Unforgettable: Part IV

Part four of my series on unforgettable actors and actresses.

A Cornucopia of Character: Strother Martin, Borgnine and Jack Elam in Hannie Caulder (1971)

Ernest Borgnine is an important example of a character actor who had the opportunity to play not just supporting parts but also leading roles. In Marty (1955), a film that won him an Oscar for Best Actor, you had a film where the “character actor” was promoted to a leading role. Here was an actor who looked like a typical, everyday guy and he was the star of a major Hollywood film. Borgnine has had a wildly varied career that ranged to all points of the spectrum – from starring on television series like "McHale’s Navy" and "Airwolf" to voice over work on animated films like All Dogs Go to Heaven 2 and Joe Dante’s Small Soldiers (a film in which he voiced an action figure alongside his Dirty Dozen co-stars George Kennedy, Jim Brown and Clint Walker) to classics like Johnny Guitar, Ice Station Zebra, The Wild Bunch and, what is probably his most famous role, that of Mike Rogo in The Poseidon Adventure. This is when I loved Ernest the most – when he played the loud, blustery bear that screamed and shouted and threw his hat on the ground.  You aren’t turned off by his characters (no matter how repugnant), because you can just tell that Ernest was having a great time playing the role. He really got into it. Just one flash of his gap-toothed smile and you can see in his face an exclamation of “God, I love my job!”

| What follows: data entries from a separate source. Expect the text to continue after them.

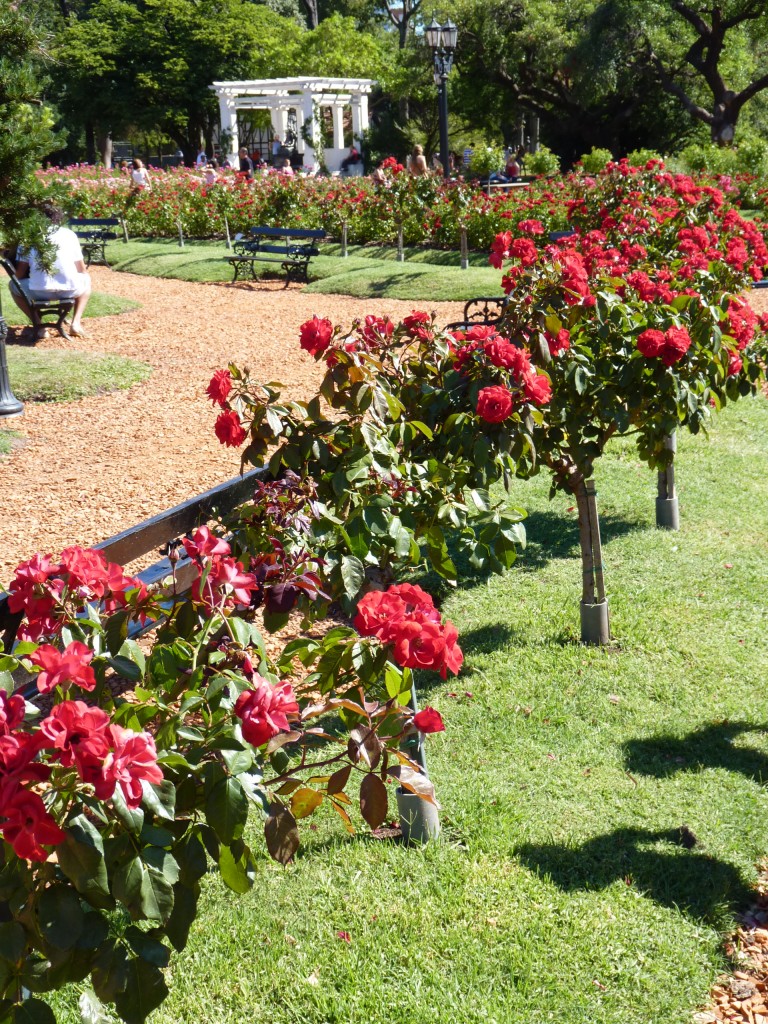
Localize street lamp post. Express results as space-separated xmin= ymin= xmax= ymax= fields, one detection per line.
xmin=424 ymin=17 xmax=459 ymax=178
xmin=0 ymin=286 xmax=24 ymax=417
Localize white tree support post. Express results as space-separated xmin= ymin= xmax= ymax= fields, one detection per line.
xmin=575 ymin=478 xmax=610 ymax=646
xmin=656 ymin=430 xmax=680 ymax=529
xmin=461 ymin=227 xmax=469 ymax=270
xmin=395 ymin=686 xmax=440 ymax=846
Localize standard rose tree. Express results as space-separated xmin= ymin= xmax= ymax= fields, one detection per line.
xmin=208 ymin=311 xmax=550 ymax=600
xmin=490 ymin=159 xmax=768 ymax=642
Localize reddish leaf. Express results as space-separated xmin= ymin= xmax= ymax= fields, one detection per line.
xmin=360 ymin=774 xmax=387 ymax=828
xmin=264 ymin=804 xmax=299 ymax=864
xmin=328 ymin=765 xmax=352 ymax=796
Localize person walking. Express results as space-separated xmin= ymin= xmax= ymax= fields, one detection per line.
xmin=10 ymin=203 xmax=91 ymax=341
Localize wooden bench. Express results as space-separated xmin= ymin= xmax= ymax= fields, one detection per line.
xmin=70 ymin=217 xmax=122 ymax=266
xmin=225 ymin=227 xmax=326 ymax=288
xmin=445 ymin=295 xmax=509 ymax=331
xmin=0 ymin=256 xmax=75 ymax=341
xmin=0 ymin=468 xmax=266 ymax=698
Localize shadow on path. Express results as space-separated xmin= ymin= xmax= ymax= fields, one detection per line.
xmin=514 ymin=828 xmax=754 ymax=921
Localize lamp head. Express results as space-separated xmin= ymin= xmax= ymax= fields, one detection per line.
xmin=424 ymin=16 xmax=442 ymax=50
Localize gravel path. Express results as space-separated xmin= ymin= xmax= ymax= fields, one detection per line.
xmin=0 ymin=267 xmax=462 ymax=589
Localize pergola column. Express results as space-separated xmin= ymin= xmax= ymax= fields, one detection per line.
xmin=352 ymin=92 xmax=368 ymax=145
xmin=332 ymin=102 xmax=344 ymax=150
xmin=219 ymin=95 xmax=240 ymax=167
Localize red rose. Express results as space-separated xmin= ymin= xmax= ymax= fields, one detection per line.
xmin=662 ymin=327 xmax=690 ymax=367
xmin=477 ymin=384 xmax=514 ymax=423
xmin=206 ymin=370 xmax=232 ymax=406
xmin=234 ymin=676 xmax=299 ymax=746
xmin=0 ymin=786 xmax=67 ymax=861
xmin=637 ymin=330 xmax=664 ymax=359
xmin=414 ymin=708 xmax=445 ymax=732
xmin=30 ymin=640 xmax=96 ymax=693
xmin=299 ymin=313 xmax=334 ymax=355
xmin=213 ymin=410 xmax=248 ymax=447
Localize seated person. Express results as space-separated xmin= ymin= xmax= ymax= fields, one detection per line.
xmin=339 ymin=143 xmax=362 ymax=174
xmin=10 ymin=203 xmax=91 ymax=341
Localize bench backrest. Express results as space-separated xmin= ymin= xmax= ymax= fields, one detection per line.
xmin=250 ymin=227 xmax=326 ymax=242
xmin=0 ymin=468 xmax=266 ymax=650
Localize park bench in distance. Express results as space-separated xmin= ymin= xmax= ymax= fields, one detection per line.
xmin=0 ymin=468 xmax=266 ymax=700
xmin=224 ymin=227 xmax=326 ymax=288
xmin=69 ymin=217 xmax=123 ymax=266
xmin=0 ymin=256 xmax=75 ymax=341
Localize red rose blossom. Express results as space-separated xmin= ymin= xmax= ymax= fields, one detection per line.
xmin=477 ymin=384 xmax=514 ymax=423
xmin=414 ymin=708 xmax=445 ymax=732
xmin=213 ymin=410 xmax=248 ymax=447
xmin=234 ymin=676 xmax=299 ymax=746
xmin=299 ymin=313 xmax=334 ymax=356
xmin=206 ymin=370 xmax=232 ymax=406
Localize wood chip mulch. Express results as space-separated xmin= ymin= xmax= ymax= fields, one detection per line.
xmin=0 ymin=267 xmax=462 ymax=590
xmin=693 ymin=861 xmax=768 ymax=1024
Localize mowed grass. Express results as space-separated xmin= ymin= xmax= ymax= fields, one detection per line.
xmin=0 ymin=275 xmax=141 ymax=327
xmin=110 ymin=240 xmax=501 ymax=302
xmin=49 ymin=398 xmax=768 ymax=1024
xmin=6 ymin=345 xmax=152 ymax=401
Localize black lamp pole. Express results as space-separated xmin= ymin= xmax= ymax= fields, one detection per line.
xmin=425 ymin=17 xmax=459 ymax=178
xmin=0 ymin=284 xmax=24 ymax=416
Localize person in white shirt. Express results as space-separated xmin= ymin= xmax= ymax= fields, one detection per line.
xmin=131 ymin=157 xmax=150 ymax=188
xmin=10 ymin=203 xmax=91 ymax=340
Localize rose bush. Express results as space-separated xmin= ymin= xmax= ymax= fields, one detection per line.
xmin=490 ymin=162 xmax=768 ymax=630
xmin=0 ymin=481 xmax=462 ymax=1024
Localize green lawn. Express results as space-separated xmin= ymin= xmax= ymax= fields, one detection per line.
xmin=49 ymin=398 xmax=768 ymax=1024
xmin=0 ymin=275 xmax=141 ymax=327
xmin=102 ymin=240 xmax=501 ymax=301
xmin=7 ymin=345 xmax=152 ymax=401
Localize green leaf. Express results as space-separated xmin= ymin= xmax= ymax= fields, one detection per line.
xmin=141 ymin=778 xmax=176 ymax=821
xmin=219 ymin=846 xmax=255 ymax=895
xmin=341 ymin=555 xmax=366 ymax=598
xmin=37 ymin=885 xmax=84 ymax=949
xmin=205 ymin=777 xmax=248 ymax=845
xmin=0 ymin=921 xmax=27 ymax=964
xmin=115 ymin=959 xmax=168 ymax=1024
xmin=56 ymin=814 xmax=113 ymax=909
xmin=10 ymin=999 xmax=56 ymax=1024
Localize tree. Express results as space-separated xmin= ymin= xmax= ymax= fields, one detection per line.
xmin=0 ymin=4 xmax=56 ymax=246
xmin=647 ymin=0 xmax=768 ymax=145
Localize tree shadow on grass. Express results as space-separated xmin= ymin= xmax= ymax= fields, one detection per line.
xmin=624 ymin=722 xmax=768 ymax=784
xmin=515 ymin=828 xmax=754 ymax=923
xmin=517 ymin=510 xmax=649 ymax=571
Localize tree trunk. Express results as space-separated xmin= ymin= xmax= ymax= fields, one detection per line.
xmin=98 ymin=131 xmax=112 ymax=171
xmin=85 ymin=121 xmax=96 ymax=164
xmin=568 ymin=474 xmax=610 ymax=645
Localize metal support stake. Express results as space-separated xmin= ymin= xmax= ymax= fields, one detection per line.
xmin=656 ymin=430 xmax=680 ymax=529
xmin=395 ymin=685 xmax=440 ymax=845
xmin=461 ymin=227 xmax=469 ymax=270
xmin=0 ymin=306 xmax=24 ymax=416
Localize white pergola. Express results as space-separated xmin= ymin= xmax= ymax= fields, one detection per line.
xmin=211 ymin=78 xmax=374 ymax=171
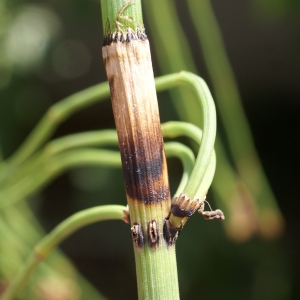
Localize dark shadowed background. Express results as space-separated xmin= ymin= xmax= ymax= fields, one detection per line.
xmin=0 ymin=0 xmax=300 ymax=300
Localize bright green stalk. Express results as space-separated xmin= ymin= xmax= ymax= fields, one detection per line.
xmin=100 ymin=0 xmax=144 ymax=34
xmin=1 ymin=205 xmax=127 ymax=300
xmin=187 ymin=0 xmax=283 ymax=236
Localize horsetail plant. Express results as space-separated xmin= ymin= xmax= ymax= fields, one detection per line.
xmin=0 ymin=0 xmax=224 ymax=300
xmin=101 ymin=0 xmax=224 ymax=299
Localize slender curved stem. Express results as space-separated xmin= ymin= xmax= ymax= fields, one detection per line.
xmin=165 ymin=142 xmax=195 ymax=197
xmin=162 ymin=121 xmax=216 ymax=199
xmin=0 ymin=82 xmax=109 ymax=169
xmin=1 ymin=205 xmax=127 ymax=300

Seyrig in Jeanne Dielman, 23, quai du Commerce, 1080 Bruxelles (1975)

I first saw Delphine in the incredibly haunting and hypnotic Daughters of Darkness, where she played the Countess Bathory, a mysterious and exotic vampire who seduces a young couple at a Belgium hotel. I was struck by her beauty, which reminded me of a 1930s glamour along the lines of Marlene Dietrich, and her wonderful voice, which, like Joan Greenwood and Carrie Nye, was slightly husky and topped off with a bored, aloof delivery. I then watched her in the strange and exhausting film, Jeanne Dielman – 201 minutes of Delphine playing a housewife going about her daily chores (all of which is filmed in real time). You would think this would make a viewer go insane (depending on their patience), but Delphine in the role made it a completely watchable and fascinating experience. Her subtle touches of showing the gradual unhinging of this woman was beyond beguiling. Watching her go about her day-to-day chores and then suddenly see her skip a beat as she slowly begins to unravel was chilling. She also appeared to have a good sense of humor that was evident in the surreal Donkey Skin, in which she co-starred with Catherine Denueve. Other notable roles of hers include the puzzling Last Year at Marienbad, The Day of the Jackal and several films with director Marguerite Duras, including India Song, a film John Waters said is “so posed, so formal and so glamorous that it almost isn’t a movie at all - it’s like watching a chic performance piece.” With Delphine as the star, I truly believe she could make anything, no matter how absurd or bizarre, completely and utterly watchable. Now if only she could have starred in something that is completely inaccessible to me, like Gone With the Wind or Sex and the City.